Meanwhile, the festival was “flying high” at The Old Station, Tintern. On Friday, May 6, the Caravan of Myths and Legends was there, collecting stories and spinning yarns and in the evening The Water Ones and the George Choir came together for the ceremonial launch of the arts installation Luminous Birds by internationally renowned artist Kathy Hinde. It’s an installation which creates a flock of origami-style birds seemingly flying overhead through synchronised lighting. It remains open until May 15, 10am-11pm and is best seen at dusk and after dark.
The Wye Valley River Festival continues this week with the conference The Art of Sustainability: Rivers, Local meets Global taking place at Wye Valley Sculpture Garden, Tintern on Friday May 13 from 6pm to 8pm. There will be a live link to Brazil and Professor Henrique Chaves in conversation with Simon Evans from the Wye and Usk Foundation (booking required).
At the weekend, the festival makes a splash in Llandogo. On Saturday May 14 (12.30pm to 10.30pm) there will be theatre, music, food and fabulous entertainment and towards evening, torch bearers and musicians will converge at the river’s edge and fantastic illuminations will light the riverside as choirs join with The Water Ones to bless the waters of the Wye.
Meanwhile the River Festival Caravans are heading out into the countryside to seek out folk who want to unravel the mysteries of the Wye's water; they are creating mini happenings at small communities and local schools.
Bringing all the varied festival activities to a crescendo, the grand finale on Sunday May 15 at Chepstow Racecourse (2pm to 10.30pm) includes interactive games; a Beast Feast; an evening performance of the Wye Serai; a river shaped fire sculpture, lanterns in the woods; water stories and the final servings from the Giant Samovar.
Celebrating the River Wye and its connections to rivers and people around the world, the biennial Wye Valley River Festival is led by the Wye Valley Area of Outstanding Natural Beauty (AONB) unit collaborating with local communities.
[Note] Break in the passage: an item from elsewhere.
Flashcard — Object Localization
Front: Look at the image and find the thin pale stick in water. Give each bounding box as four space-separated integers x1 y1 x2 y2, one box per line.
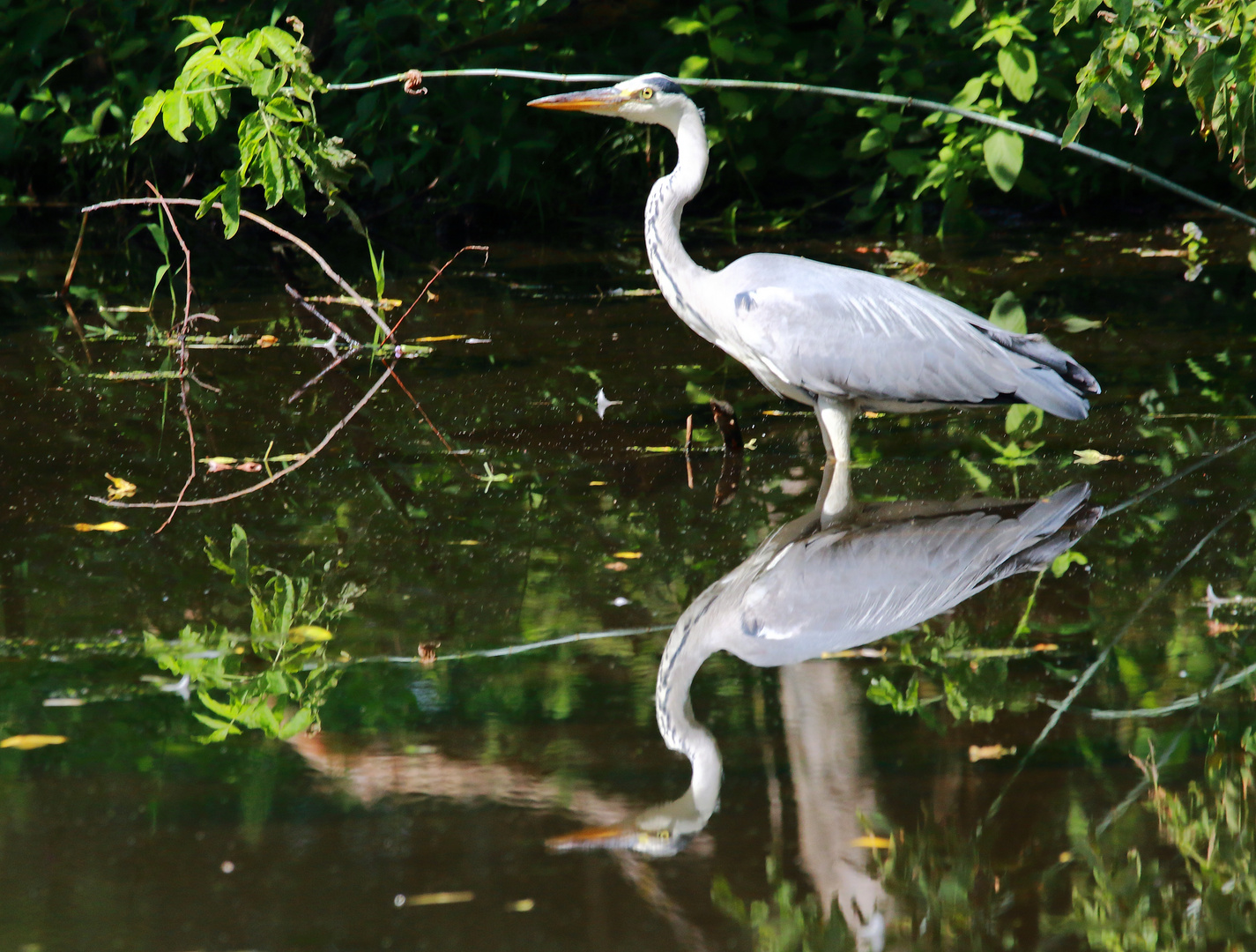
390 245 488 334
83 198 392 337
88 361 396 509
For more information visit www.wyevalleyaonb.org.uk; Twitter: @wyebeauty #wyevalleyriverfestival; Facebook: http://www.facebook.com/ wyevalleyriverfestival
The youngsters from primary schools and a youth club along the riverside created the flags which will be fluttering at all the Wye Valley River Festival Events.
The flags represent water, nature and the biodiversity of river life, especially invertebrates. Artists Becky Prior and Faye Joines worked with classes from Reception to year six in 11 different primary schools and Brockweir Youth Club to create 23 double sided flags. They can be seen fluttering in the breeze at events between Hereford and Chepstow from April 29 to May 15 during the free, family festival.
In the Lower Wye Valley the artists worked with primary schools in Thornwell (Chepstow), Llandogo, Trellech, Redbrook and St Briavels, as well as Brockweir Youth Club. In Herefordshire they worked with primary schools in Whitchurch, Goodrich, Walford and Ashfield Park (Ross-on-Wye) as well as St James C of E Primary School and Lord Scudamore Academy in Hereford.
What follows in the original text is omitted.